23 fevereiro, 2013

Mauricio de Sousa: Perdi R$ 2 milhões


Mauricio de Sousa fala do erro que cometeu ao investir em piscicultura

MAURICIO DE SOUSA Cartunista, 77 anos, criador da Turma da Mônica   (Foto: Olga Lisloff/Folhapress)
"Sempre que algo dá errado, tendo a pensar que o erro não foi meu. Mas, no caso que conto aqui, tenho de admitir: errei. Por ingenuidade, credulidade, falta de preparo, errei.
Em meados dos anos 1980, quis aproveitar a boa água que brotava das nascentes de minha chácara em Caçapava, no Vale do Paraíba, no Estado de São Paulo. Um belo lago cheio de peixes já se formara ali. Resolvi investir em piscicultura.

Comprei uma extensão de terra que ia até um rio próximo. Estudei as variedades de peixes que poderia criar. Encomendei girinos de criadouros da Ilha Solteira. Montei um laboratório para fazer inseminação artificial nas espécies que traria de Mato Grosso. Fiz contato com jovens que moravam na região para me ajudar. Mandaria esses jovens para a Ilha Solteira e para a Chinapara estudar piscicultura. O plano de negócios previa 32 tanques, um frigorífico e uma pequena frota de furgões para levar os peixes recolhidos no fim da madrugada para as cidades próximas ao Vale do Paraíba. Queria incentivar os habitantes do Vale a incluir peixe fresco e barato em seus hábitos alimentares.

Em meus planos, ao lado dos primeiros lagos haveria um salão com um grande aquário, com todas as variedades de peixes que pretendia criar e oferecer.
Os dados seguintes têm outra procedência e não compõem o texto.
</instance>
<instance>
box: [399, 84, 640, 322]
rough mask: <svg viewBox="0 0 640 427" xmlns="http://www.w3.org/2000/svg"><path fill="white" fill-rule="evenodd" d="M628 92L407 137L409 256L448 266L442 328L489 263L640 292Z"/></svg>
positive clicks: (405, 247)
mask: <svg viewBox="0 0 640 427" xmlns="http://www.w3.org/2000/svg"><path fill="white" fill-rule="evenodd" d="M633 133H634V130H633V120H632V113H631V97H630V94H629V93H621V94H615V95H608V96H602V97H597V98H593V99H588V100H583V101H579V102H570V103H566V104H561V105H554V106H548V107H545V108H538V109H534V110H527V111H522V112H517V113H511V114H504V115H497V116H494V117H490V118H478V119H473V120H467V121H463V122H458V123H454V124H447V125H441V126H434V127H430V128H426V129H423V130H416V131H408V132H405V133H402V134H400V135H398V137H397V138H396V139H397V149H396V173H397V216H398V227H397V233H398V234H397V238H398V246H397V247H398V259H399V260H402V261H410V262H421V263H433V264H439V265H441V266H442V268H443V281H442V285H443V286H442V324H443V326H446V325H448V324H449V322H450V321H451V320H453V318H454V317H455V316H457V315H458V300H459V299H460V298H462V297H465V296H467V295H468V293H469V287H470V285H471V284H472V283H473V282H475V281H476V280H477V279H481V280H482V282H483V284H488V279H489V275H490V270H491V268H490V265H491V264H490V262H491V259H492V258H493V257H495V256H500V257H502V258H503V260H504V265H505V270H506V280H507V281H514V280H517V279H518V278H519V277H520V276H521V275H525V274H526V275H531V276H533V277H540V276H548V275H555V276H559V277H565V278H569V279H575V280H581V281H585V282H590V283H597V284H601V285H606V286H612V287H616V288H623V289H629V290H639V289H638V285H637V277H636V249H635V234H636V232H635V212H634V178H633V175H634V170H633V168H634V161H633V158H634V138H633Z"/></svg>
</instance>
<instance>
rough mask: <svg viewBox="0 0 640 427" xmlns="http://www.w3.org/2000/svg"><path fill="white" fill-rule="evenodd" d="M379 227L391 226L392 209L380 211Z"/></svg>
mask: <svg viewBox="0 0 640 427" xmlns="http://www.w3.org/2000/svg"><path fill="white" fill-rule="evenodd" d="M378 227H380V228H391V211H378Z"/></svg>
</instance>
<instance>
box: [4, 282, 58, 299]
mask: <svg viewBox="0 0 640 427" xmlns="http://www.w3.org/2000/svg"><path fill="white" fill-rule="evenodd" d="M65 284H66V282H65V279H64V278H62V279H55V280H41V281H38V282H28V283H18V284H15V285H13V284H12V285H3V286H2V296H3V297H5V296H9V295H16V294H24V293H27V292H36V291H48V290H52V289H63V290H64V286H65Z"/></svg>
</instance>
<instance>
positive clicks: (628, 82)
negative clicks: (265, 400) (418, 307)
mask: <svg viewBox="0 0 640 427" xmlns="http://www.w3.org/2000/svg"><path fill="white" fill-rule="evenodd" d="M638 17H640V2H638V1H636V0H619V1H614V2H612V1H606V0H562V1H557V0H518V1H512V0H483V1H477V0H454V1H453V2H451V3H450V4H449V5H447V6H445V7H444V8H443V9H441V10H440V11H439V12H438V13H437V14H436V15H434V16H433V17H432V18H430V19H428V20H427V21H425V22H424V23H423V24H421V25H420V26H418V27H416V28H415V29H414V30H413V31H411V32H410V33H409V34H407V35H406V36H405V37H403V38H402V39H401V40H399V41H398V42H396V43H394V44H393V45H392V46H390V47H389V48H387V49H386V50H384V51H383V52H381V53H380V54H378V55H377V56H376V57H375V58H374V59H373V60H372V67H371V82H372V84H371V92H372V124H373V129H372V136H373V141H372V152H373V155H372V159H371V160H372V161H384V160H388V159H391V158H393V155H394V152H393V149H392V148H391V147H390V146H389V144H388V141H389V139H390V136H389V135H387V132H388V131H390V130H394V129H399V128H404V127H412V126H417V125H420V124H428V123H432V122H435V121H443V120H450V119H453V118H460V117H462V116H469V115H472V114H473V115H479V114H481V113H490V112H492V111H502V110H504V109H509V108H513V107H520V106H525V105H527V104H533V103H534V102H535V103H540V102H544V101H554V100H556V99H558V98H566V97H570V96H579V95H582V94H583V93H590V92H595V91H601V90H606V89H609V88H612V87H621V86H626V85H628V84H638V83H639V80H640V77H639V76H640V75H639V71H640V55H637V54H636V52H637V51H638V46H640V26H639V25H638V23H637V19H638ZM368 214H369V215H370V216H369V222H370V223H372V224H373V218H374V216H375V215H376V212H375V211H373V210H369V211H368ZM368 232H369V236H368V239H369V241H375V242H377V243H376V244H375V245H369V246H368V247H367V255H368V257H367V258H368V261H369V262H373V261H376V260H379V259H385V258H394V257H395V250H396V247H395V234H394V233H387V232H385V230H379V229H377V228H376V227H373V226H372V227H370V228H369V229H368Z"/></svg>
Os visitantes poderiam adquirir bolsas de plástico transparentes tematizadas, com dispositivos que despejavam ração e comprimidos de oxigênio. Fui até o Japão para conhecer a tecnologia dessas bolsas. Com elas, o comprador poderia ter uma espécie de aquário portátil, com peixinhos de estimação para levar para casa. Os peixes seriam batizados e passariam a ser personagens de historinhas que pretendia publicar nas revistas do Chico Bento. Os personagens virariam produtos licenciados com venda exclusiva na cidade de Caçapava. O plano movimentaria o comércio e o turismo local. No início do processo apresentei o projeto ao prefeito da cidade, que adorou a ideia.
O GIBI QUE NUNCA SAIU A capa feita por Mauricio em meados dos anos 1980, para o projeto de piscicultura (Foto: Reprodução)
Até que um dia chego a minha chácara e vejo, ao longe, o terreno que eu comprara para os tanques de criação sendo invadido. Muitos casebres estavam sendo erguidos. Fiz uma denúncia ao prefeito, que prometeu mandar fiscais para conter a invasão. Avisei que, depois de levantadas as paredes, eu não tomaria providências contra os invasores. Suspeito até hoje que eles estavam sendo comandados por alguém que conhecia o projeto. As invasões paravam no limite do meu terreno. Dias depois, voltei ao local. As construções populares tinham se espalhado. Tentei usar o contrato de compra do terreno para uma ação judicial, mas descobri que o documento estava cheio de erros que me impediam de tomar medidas legais.

Hoje percebo que fui precipitado. Assinei o contrato de compra das terras sem consultar meus advogados. Na empolgação de ver o negócio concretizado, acabei agindo por impulso, e não tomei todas as precauções necessárias. Fui ingênuo. Desmontei o projeto, esqueci os tanques, perdi algo em torno de R$ 2 milhões e uma boa ideia. Talvez um dia eu a retome, do jeito certo."